Although the couple have not commented on why they missed so much of the night, pictures posted to Beyonce's Instagram account show them holding a private red carpet of sorts, posing for their own pictures before heading to the ceremony.
It does beg the question: if you're not Beyonce, how late is too late to arrive at a party?
"There really is no difference between a seated or standing function when it comes to arriving on time; it is important to always be on time," advises Treska Roden from Sydney's International College of Etiquette. "To be late is disrespectful. However, arriving late for a seated function is going to cause more discomfort to the host and the other guests than a standing function."
Roden says it is appropriate to arrive five to 10 minutes after the start time of a party or dinner party. But, at an event with assigned seating and formalities, you need to be there when people take their seats.

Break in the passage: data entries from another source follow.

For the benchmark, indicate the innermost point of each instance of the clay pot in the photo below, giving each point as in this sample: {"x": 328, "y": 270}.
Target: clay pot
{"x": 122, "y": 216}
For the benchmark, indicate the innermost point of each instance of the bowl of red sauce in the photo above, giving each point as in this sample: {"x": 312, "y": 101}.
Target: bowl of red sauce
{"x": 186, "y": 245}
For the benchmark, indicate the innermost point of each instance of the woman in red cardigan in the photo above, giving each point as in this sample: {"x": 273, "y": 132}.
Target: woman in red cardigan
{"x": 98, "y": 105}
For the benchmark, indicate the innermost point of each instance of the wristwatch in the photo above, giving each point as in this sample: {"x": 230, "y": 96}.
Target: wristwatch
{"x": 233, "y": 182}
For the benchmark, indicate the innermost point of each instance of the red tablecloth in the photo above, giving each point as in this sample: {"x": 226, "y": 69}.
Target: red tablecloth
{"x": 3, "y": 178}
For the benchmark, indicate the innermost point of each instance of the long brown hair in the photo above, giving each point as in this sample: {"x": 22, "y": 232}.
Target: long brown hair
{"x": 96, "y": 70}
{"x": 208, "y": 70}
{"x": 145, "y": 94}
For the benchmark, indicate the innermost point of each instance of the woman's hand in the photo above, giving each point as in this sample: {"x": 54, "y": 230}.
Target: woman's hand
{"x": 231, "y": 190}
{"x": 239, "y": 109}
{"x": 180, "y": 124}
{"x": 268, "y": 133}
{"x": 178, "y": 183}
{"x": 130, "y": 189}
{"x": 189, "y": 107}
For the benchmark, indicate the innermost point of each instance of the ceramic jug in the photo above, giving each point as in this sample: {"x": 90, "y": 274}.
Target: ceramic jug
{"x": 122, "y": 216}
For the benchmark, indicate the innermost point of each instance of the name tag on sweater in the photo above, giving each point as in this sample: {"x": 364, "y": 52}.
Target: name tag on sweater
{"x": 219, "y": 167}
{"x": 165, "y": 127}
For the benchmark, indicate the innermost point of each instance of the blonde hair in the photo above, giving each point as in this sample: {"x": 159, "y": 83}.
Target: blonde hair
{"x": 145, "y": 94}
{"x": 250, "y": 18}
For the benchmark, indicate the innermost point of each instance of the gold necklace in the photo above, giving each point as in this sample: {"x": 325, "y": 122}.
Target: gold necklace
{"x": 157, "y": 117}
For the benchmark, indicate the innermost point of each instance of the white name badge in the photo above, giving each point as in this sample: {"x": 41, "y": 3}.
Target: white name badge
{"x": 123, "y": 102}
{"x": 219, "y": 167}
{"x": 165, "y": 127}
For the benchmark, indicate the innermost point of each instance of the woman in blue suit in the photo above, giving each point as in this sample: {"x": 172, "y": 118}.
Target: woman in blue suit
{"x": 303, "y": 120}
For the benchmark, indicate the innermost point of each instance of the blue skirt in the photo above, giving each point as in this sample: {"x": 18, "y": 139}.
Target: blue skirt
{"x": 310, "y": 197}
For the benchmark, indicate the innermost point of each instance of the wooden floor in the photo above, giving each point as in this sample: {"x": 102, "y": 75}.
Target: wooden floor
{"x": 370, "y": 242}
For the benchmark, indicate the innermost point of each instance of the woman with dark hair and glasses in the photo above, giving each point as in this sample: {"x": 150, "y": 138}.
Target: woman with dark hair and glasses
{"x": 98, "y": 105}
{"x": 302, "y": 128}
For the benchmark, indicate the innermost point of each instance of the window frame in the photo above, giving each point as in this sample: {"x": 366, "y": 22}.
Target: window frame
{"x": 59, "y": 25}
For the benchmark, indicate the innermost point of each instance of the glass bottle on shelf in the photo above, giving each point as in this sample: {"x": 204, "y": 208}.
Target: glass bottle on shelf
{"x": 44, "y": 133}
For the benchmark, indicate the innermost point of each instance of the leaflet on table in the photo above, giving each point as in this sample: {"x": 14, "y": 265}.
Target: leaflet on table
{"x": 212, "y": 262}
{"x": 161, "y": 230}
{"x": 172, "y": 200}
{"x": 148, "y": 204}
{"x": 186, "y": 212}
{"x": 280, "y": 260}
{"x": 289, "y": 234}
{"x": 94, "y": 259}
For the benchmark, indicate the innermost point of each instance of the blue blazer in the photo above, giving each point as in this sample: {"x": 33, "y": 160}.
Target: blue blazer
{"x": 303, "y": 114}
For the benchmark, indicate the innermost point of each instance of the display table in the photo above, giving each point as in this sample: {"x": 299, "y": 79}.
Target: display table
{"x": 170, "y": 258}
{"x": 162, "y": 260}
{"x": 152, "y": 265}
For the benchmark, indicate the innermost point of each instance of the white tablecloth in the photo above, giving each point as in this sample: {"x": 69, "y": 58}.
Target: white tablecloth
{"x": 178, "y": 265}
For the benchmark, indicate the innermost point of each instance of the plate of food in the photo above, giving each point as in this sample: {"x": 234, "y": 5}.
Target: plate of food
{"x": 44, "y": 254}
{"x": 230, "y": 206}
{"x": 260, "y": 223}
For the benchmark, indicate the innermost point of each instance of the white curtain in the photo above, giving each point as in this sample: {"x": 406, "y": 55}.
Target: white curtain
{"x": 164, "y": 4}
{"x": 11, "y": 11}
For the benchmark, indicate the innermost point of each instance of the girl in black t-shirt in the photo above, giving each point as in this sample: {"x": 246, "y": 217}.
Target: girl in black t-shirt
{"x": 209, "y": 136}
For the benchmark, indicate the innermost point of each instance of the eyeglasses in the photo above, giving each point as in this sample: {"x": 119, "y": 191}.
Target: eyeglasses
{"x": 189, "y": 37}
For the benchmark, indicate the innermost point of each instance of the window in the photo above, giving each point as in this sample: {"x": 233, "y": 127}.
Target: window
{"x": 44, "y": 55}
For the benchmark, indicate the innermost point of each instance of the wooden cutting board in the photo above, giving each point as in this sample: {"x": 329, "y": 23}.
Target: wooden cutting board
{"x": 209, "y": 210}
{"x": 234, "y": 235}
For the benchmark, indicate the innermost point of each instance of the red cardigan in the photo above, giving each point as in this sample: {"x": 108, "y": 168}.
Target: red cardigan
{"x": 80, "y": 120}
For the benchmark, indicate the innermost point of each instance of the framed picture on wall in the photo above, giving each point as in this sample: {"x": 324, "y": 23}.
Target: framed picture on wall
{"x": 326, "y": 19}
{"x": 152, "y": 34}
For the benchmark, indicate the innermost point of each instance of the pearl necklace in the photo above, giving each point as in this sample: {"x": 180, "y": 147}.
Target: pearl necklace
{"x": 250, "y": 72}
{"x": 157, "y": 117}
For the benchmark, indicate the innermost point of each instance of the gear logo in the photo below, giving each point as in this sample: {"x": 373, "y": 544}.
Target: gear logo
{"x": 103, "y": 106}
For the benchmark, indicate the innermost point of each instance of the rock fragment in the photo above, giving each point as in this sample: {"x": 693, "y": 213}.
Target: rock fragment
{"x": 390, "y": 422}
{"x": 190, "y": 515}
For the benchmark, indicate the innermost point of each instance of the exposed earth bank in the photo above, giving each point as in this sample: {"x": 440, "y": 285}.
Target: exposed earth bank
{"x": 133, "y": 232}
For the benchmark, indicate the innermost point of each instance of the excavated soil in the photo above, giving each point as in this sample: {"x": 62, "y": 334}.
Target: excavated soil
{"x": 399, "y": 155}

Good Manners etiquette coach Anna Musson agrees with the dinner party advice, giving 10 minutes after the time on the invitation as her guide for a polite arrival.
"To arrive on time is a faux pas and to be early is unforgivable," she says. "Picture yourself at the start time of a dinner party, possibly not yet dressed or scrubbing the loo."
In the event you are running unavoidably late (or losing track of the time during your rooftop Instagram shoot), Roden says you need to find the host and apologise, but do not give an excuse.
"This minimises your responsibility … just say, 'I am very sorry I am late' and mean it."
Musson recommends phoning ahead if you know you are going to be late for an event with a strict start time or where people will wait for your arrival, such as a restaurant booking.
"When you arrive, apologise for being late and refrain from mentioning it again," she says. "Get busy with being helpful and participatory and leave it at that. To continually apologise or refer to 'the trains' or 'blasted traffic' is distasteful and unnecessary."
But, if you're late for, say, an industry awards night, Musson says Beyonce and Jay-Z's tactic of standing in the aisle while waiting for someone to finish their speech is not ideal.
"Try to arrive during the applause or video presentation and not while someone is speaking. If it is a [theatre] performance you must wait for intermission."